Desprezo pelos cidadãos. Paternalismo. Demagogia. Hipocondria. Privilégio. Egocentrismo. Obsessão com o próprio umbigo. Pavor face à eventual impopularidade desse umbigo. Horror ao confronto. Fogachos autoritários. Indiferença estratégica perante as acções calamitosas, e frequentemente criminosas, do governo. Desdém dedicado às consequências ou inconsciência das mesmas. Apreço pela conversa fiada. Relativa infantilização do cargo e do mundo em redor. 
Os estragos que o dr. Costa causou nestes cinco anos só têm rival na placidez com que o prof. Marcelo os permitiu e legitimou. Porém, confesso relativa surpresa com o incondicional beneplácito do prof. Marcelo no processo indispensável ao respectivo êxito. 
Segundo diversos comentadores, a reeleição do prof. Marcelo é a garantia de que o PS não toma conta de tudo. Percebo a ideia. Infelizmente, a ideia não percebe a realidade.

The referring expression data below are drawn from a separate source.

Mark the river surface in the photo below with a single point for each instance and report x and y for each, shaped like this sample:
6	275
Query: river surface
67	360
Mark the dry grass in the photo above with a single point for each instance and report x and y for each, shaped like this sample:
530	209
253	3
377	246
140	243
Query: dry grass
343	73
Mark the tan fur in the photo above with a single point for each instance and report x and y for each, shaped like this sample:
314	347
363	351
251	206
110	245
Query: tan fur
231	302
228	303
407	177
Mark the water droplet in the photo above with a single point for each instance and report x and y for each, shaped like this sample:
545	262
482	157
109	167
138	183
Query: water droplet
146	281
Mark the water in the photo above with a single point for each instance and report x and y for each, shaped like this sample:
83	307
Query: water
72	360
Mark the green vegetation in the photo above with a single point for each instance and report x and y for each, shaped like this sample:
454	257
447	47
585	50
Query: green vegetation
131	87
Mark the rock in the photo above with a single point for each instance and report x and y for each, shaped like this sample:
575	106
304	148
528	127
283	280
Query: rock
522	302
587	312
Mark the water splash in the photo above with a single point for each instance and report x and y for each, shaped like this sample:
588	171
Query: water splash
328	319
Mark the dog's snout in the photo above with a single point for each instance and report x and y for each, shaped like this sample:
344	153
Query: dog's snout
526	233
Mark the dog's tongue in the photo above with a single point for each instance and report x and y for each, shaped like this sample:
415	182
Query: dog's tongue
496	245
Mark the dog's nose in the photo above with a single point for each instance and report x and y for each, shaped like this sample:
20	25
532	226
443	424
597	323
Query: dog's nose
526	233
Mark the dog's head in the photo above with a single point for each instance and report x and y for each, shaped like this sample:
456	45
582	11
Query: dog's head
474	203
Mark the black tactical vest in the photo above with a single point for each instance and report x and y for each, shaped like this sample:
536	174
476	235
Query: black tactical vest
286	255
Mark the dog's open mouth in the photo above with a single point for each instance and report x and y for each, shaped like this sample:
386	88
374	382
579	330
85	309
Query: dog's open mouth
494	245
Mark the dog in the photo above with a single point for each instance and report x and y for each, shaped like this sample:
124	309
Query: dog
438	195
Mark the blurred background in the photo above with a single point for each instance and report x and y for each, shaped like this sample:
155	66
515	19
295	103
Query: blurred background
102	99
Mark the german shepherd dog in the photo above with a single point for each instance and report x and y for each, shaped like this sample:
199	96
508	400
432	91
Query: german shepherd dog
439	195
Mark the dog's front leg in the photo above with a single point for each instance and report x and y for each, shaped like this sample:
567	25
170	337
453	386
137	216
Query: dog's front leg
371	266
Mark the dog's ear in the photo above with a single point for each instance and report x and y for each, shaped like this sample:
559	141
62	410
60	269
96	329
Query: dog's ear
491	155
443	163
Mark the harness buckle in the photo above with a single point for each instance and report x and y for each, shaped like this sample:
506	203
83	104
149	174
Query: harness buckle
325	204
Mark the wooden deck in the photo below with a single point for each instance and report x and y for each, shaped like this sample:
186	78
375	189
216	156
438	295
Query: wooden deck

Sob a atentíssima vigilância do prof. Marcelo, o PS conquistou o Tribunal de Contas, o Banco de Portugal, a Procuradoria-Geral da República e uma infinidade de órgãos secundários e terciários por aí abaixo e pelo país afora. Além disso, com inédita desfaçatez, o PS transformou o compadrio em moeda de troca, o empobrecimento em modo de vida e, sob a conivência jovial do prof. Marcelo, a impunidade em habitat natural. 
Em lugar da garantia de que o PS não toma conta de tudo, o prof. Marcelo parece garantir de que ao PS não escapa nada, incluindo, dadas as circunstâncias, a própria presidência da República.
Dadas as circunstâncias, é inútil especular sobre o que seria de nós caso Belém estivesse nas mãos de um marxista confesso. Basta constatar o que é de nós estando Belém como está. E concluir que dificilmente poderíamos estar mais condenados à desgraça. De facto, convém ao dr. Costa ter um alegado “social-democrata”, “liberal-social” ou lá o que é, a amparar-lhe o fanatismo e a inépcia.
Um camaradinha do partido evidenciaria em excesso a arbitrariedade do regime – um “adversário” suaviza-a e ajuda a simular “pluralismo” e “democracia” entre os distraídos e os comatosos. E principalmente na ausência de oposição.

Corre por aí que não compete ao prof. Marcelo substituir-se a uma oposição com a vitalidade dos pisa-papéis. Formalmente, é verdade. Na prática, nunca foi tão necessário um presidente capaz de escrutinar o governo e afrontar os seus abundantes excessos. E nunca, antes do prof. Marcelo, um presidente abdicou tão radicalmente dessa função. Durante cinco anos, o prof. Marcelo preferiu a “estabilidade”.

Haverá mais cinco anos para confirmar que a “estabilidade” dele não se distingue da nossa miséria, material e não só. Mas, desta vez, não com o meu voto.
É melhor perder com decência do que ganhar com vergonha.